For a filtration as above, the Chern polynomial is just the product of the linear Chern polynomial of the subquotient line bundles. In other words, the splitting principle assigns $r$ "first" Chern classes to a rank $r$ vector bundle and each Chern number can be computed from these taking appropriate combinations of intersection products. In particular, the top Chern class of the original vector bundle is the intersection of all of these $r$ classes.
The original bundle admitting a nowhere vanishing section corresponds to one of these line bundles and hence the corresponding class being trivial, which implies that their product is also trivial as you mention in the question. Other simple conditions that imply that one of these line bundles is trivial would imply the same. So for example if your bundle admits a subbundle such that the quotient bundle admits a nowhere vanishing section, then you get the same. Of course, this also follows from Tom Goodwillie's comment.
To get a condition that implies the top Chern class to vanish but be significantly different than some subquotient bundle admitting a nowhere vanishing section you only have to think about how can the intersection of $r$ codimension $1$ classes be trivial. One way is if you have too many of them with respect to the dimension, but I am sure this is not what you are looking for. However, it is quite possible that the intersection of these classes is trivial without any of them being trivial.

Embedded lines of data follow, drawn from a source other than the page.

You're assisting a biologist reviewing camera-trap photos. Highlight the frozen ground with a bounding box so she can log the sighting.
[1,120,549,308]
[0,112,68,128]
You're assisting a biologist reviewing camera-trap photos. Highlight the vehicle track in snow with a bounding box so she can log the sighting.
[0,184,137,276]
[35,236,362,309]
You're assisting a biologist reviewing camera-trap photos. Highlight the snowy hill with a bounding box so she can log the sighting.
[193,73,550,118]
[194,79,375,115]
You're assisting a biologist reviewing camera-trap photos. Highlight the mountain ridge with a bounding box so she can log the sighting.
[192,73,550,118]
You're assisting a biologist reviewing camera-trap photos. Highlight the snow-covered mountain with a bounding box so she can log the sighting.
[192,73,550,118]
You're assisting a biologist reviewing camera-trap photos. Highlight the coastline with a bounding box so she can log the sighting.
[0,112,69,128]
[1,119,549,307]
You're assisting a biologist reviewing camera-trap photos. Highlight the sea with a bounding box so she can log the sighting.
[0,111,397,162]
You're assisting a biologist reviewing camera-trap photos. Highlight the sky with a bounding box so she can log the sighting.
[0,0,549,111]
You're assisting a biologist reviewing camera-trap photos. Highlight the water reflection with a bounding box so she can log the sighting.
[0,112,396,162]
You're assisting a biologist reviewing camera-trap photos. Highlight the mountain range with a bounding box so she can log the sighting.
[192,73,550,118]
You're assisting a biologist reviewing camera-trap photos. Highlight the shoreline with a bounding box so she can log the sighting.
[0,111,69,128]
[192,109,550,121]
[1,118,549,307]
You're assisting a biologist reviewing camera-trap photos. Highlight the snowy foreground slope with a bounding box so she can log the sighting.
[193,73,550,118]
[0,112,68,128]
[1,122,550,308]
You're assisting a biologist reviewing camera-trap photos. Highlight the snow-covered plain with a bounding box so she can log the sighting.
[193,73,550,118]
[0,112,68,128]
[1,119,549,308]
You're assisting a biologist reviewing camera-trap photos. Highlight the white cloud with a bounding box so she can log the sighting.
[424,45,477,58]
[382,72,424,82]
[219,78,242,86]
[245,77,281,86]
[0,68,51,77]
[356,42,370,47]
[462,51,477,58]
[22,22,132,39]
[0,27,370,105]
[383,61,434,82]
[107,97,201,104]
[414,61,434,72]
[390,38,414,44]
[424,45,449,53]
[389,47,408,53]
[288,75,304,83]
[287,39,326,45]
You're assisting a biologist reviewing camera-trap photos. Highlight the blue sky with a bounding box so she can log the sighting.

For a simple example, assume that $\dim X\geq 2$ and let $\mathscr L$ be a line bundle on $X$ such that $\mathscr L$ does not admit a nowhere vanishing section, but $c_1(\mathscr L)^2=0$. Then take for instance $\mathscr F=\mathscr L\oplus\mathscr L$. You can easily cook up other situations or conditions from this (For example $\mathscr F$ doesn't really have to be the direct sum, the line bundles don't have to be the same, etc.).